Die Eignungsprüfung ist bewusst niederschwellig angesetzt. „Einen anspruchsvollen Aufnahmetest gibt es bei uns nicht. Singen können und ein Gefühl für Rhythmik und Melodik haben sollte man allerdings schon, vor allem aber die Liebe zu Kindern mitbringen, Musikalität und ein bisschen Charisma“, benennt Röttger die Voraussetzungen.

Nach diesem Prinzip arbeitet auch Seelsorgebereichsmusikerin Claudia Mandelartz in Bergisch Gladbach-Heidkamp mit Svetlana, die bei ihr freitagnachmittags ihr Chormentorat absolviert und dabei lernt, theoretisches Wissen in der Praxis anzuwenden. Da sie aus Dnipro schon eine Menge Erfahrung mit Chören mitbringt, fällt ihr das auch nicht weiter schwer. Allenfalls bei der Sprache hapert es noch ein wenig. Aber da es zu Beginn einer Stunde zunächst einmal um das Nachsingen der sogenannten Solmisationssilben – Do Re Mi Fa So La Ti – geht und die Kinder ihr Grundrepertoire auswendig können, klappt die Verständigung inzwischen ganz gut. Und so hören sich die „Hits“ der Kids „Ich hab’ nen Platz in Gottes Herz“ oder „Dieses kleine Stück Brot in unseren Händen“ in Vorbereitung auf den nächsten Familiengottesdienst auch schon ganz munter an. Und wenn die letzte Sicherheit noch fehlt, weiß Mentorin Mandelartz, welche Tipps Svetlana helfen, damit die Stücke noch den letzten Schliff bekommen. Man sieht den kleinen Sängerinnen zwischen sechs und 13 Jahren jedenfalls an, dass sie mit großem Eifer bei der Sache sind und aufmerksam auf die Einsätze von Svetlana reagieren, die auf diese Weise beim Mitsingen ganz nebenbei einige erste deutsche Kirchenlieder kennenlernt.

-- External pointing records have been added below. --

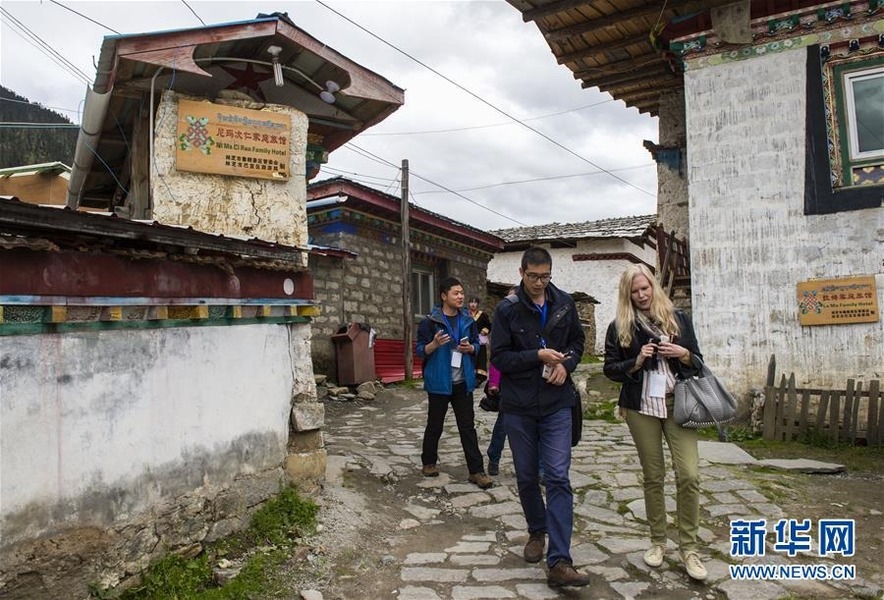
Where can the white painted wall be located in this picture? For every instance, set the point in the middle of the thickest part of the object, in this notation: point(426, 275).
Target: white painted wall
point(598, 278)
point(751, 242)
point(96, 427)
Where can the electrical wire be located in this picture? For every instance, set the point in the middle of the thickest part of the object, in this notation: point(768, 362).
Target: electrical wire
point(23, 31)
point(474, 127)
point(486, 102)
point(28, 102)
point(194, 12)
point(85, 17)
point(439, 185)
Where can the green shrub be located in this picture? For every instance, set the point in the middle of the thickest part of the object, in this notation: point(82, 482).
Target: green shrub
point(278, 523)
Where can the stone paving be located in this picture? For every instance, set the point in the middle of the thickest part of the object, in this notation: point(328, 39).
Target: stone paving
point(610, 532)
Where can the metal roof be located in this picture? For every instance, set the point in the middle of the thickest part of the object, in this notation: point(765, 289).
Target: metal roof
point(621, 227)
point(379, 203)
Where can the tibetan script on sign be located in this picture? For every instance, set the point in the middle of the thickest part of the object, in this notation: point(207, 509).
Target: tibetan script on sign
point(226, 140)
point(838, 301)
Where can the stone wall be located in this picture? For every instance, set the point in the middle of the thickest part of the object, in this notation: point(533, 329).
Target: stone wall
point(368, 288)
point(120, 446)
point(751, 241)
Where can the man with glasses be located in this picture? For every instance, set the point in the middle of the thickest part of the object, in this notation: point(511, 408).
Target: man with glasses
point(536, 342)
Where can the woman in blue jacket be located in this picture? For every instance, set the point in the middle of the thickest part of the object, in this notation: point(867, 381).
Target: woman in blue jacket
point(447, 342)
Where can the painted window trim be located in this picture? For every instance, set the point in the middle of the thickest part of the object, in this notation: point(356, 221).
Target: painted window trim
point(820, 197)
point(847, 161)
point(874, 70)
point(420, 269)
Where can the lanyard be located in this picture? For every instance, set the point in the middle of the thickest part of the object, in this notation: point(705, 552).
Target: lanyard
point(453, 334)
point(542, 311)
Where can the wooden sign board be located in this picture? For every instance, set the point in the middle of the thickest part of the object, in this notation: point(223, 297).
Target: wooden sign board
point(838, 301)
point(227, 140)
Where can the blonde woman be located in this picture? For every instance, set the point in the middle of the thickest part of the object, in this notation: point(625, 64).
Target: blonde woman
point(647, 346)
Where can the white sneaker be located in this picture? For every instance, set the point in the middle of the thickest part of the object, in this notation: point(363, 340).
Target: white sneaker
point(654, 556)
point(694, 566)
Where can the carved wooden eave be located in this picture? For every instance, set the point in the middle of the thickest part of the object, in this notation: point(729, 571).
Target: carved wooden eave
point(136, 68)
point(623, 47)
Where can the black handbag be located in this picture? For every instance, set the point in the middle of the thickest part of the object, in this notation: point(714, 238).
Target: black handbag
point(703, 401)
point(490, 403)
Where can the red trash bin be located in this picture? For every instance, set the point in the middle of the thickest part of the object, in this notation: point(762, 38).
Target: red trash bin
point(354, 354)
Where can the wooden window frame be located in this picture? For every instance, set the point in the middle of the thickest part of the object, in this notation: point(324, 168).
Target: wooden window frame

„Kinder müssen motiviert werden. Sie sollten sich nicht langweilen. Daher muss man ganz schnell reagieren können und mit Methodenwechseln arbeiten“, weiß Mandelartz aus jahrzehntelanger Erfahrung. Schließlich hält sie Singstunden in Kitas im gesamten Einzugsgebiet ihres Seelsorgebereichs – von Sand bis Herkenrath und von Bärbroich über Herrenstrunden bis Eikamp – ab, um schon die Jüngsten fürs Singen zu begeistern. Ausflüge oder Wettbewerbsteilnahmen über den Chorverband „Pueri Cantores“ machten die spätere Mitgliedschaft in einem Chor dann zusätzlich attraktiv. „Anreize schaffen – das ist wichtig. Denn es geht darum, Spaß zu haben. Dann bleiben auch alle bei der Stange“, betont Mandelartz. Werbung fürs Singen könne man nie genug machen – allein schon aus pastoralen Gründen. „Übers Singen in Gemeinschaft erreicht man viele Kinder und am Ende die ganze Familie.“

Svetlana Marchuk ist in den letzten Monaten sichtlich aufgeblüht. Mit jeder zusätzlichen Unterrichtsstunde bei ihrer Mentorin gewinnt sie mehr Selbstsicherheit. Vor allem aber ist sie glücklich, etwas machen zu können, was ihr am Herzen liegt und sie gleichzeitig vorübergehend vom Krieg in der Heimat ablenkt. Sie richtet sich darauf ein, in Deutschland Fuß zu fassen und sich hier mit ihrer Familie eine Zukunft aufzubauen, auch wenn sie – wie so viele ihrer Landsleute – inständig hofft, eines Tages in die Ukraine zurückkehren zu können. In der Zwischenzeit aber will sie das tun, was sie am besten kann: singen und anderen damit Freude schenken. „Die Musik lässt mich überleben“, sagt Svetlana.